How to migrate gmail-folders to other imap provider without duplicating emails?
Dear community,
I have been using Thunderbird for many years and simply love it. (Now running v. 91.9.0, 64-bit for Mac-OS monterey v. 12.3.1).
After having used G-suite gmail with my own domain name for years as well, I am now forced to upgrade to a google business offering or take my domain name email somewhere else :-(
So I signed up for an alternative provider, and have copied a couple of folders to the new email-account using Thunderbird. This works like a charm, but what happens when I copy over the AllMail folder? I believe I will then duplicate all the emails copied from the folders?

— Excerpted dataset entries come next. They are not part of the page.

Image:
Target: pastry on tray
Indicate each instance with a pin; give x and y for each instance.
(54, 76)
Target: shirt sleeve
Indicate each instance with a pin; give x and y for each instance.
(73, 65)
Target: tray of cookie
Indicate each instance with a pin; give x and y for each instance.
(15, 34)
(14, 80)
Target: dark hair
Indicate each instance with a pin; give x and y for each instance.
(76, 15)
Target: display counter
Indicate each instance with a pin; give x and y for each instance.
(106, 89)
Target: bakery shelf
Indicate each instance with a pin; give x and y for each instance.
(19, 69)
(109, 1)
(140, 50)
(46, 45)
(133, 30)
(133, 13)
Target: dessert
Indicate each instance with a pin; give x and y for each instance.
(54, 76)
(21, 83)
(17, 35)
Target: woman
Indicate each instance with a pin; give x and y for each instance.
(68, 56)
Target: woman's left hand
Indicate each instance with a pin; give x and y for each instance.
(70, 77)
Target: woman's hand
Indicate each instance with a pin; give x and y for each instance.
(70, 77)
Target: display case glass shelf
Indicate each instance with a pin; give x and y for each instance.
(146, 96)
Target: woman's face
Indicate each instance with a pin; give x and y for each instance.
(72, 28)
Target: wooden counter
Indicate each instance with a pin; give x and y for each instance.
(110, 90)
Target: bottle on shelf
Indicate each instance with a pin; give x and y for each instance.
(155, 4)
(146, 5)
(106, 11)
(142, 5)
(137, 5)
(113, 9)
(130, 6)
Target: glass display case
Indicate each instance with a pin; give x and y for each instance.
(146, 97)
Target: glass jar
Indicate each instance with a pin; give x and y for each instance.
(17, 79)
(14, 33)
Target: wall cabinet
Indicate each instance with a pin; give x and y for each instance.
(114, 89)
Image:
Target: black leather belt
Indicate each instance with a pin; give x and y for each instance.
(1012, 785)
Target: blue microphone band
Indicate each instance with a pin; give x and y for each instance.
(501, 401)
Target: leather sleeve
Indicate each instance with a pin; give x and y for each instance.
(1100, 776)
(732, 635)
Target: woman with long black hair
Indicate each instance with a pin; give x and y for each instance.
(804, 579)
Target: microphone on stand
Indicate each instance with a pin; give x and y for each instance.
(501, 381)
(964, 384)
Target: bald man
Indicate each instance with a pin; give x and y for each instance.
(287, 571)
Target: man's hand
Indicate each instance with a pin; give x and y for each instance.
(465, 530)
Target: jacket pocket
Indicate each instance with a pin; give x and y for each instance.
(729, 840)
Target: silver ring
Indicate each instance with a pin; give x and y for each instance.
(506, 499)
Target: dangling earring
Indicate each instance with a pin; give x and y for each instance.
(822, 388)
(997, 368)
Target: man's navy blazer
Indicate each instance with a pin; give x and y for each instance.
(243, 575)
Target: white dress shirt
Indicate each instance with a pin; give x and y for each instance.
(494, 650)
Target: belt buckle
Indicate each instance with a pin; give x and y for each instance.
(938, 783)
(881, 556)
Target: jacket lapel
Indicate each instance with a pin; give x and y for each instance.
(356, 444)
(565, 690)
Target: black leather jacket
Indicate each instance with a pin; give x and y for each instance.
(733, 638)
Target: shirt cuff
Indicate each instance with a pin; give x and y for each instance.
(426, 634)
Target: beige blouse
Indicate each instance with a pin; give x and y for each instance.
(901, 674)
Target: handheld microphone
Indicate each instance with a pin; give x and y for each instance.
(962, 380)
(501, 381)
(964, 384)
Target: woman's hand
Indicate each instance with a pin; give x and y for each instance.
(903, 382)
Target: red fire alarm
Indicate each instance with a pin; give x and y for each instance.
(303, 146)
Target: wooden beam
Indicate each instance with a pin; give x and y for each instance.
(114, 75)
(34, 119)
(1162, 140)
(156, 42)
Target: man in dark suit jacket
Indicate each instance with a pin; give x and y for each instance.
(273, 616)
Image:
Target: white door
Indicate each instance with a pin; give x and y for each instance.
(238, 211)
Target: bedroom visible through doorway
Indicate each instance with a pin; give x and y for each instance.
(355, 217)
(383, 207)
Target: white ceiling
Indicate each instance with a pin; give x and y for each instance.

Is there a smart way of migrating from gmail to another imap-provider using Thunderbird which will take into account google obscure way of labelling emails? Or is there another way of migrating away from gmail?
Any help will be much appreciated.
Thanks, Fred Gjoertz.
모든 댓글 (4)
I suggest you keep doing what you're doing: copying the folders you need. You then don't need the Allmail folder.
Hi David,
thanks for replying. As not all the emails are in folders and I want to have access to allmail as an archive, your suggestion would not be an ideal solution for my challenge.
br, Fred.
I have experimented with Google takeout in order to see if this could be a solution to my challenge. However, google takeout creates an inbox which includes all the replies sent - and contains almost twice the amount of emails as my original inbox.
On another note, I will try to copy all the folders (using Thunderbird) and thereafter run the extension "remove duplicate messages" (https://addons.thunderbird.net/en-US/thunderbird/addon/removedupes/). This may very well be the solution.
Who is your new provider? most of them offer some form of IMAP transfer or import. Google certainly offer a takeout service that provides the contents of the account as a series of mbox files. Perhaps you new provider offer a way to import those to the server if the do not offer something more robust.
While there is a cottage industry of migrating mail from account to account with a mail client, it is slow, buggy and prone to error. Data loss is not uncommon.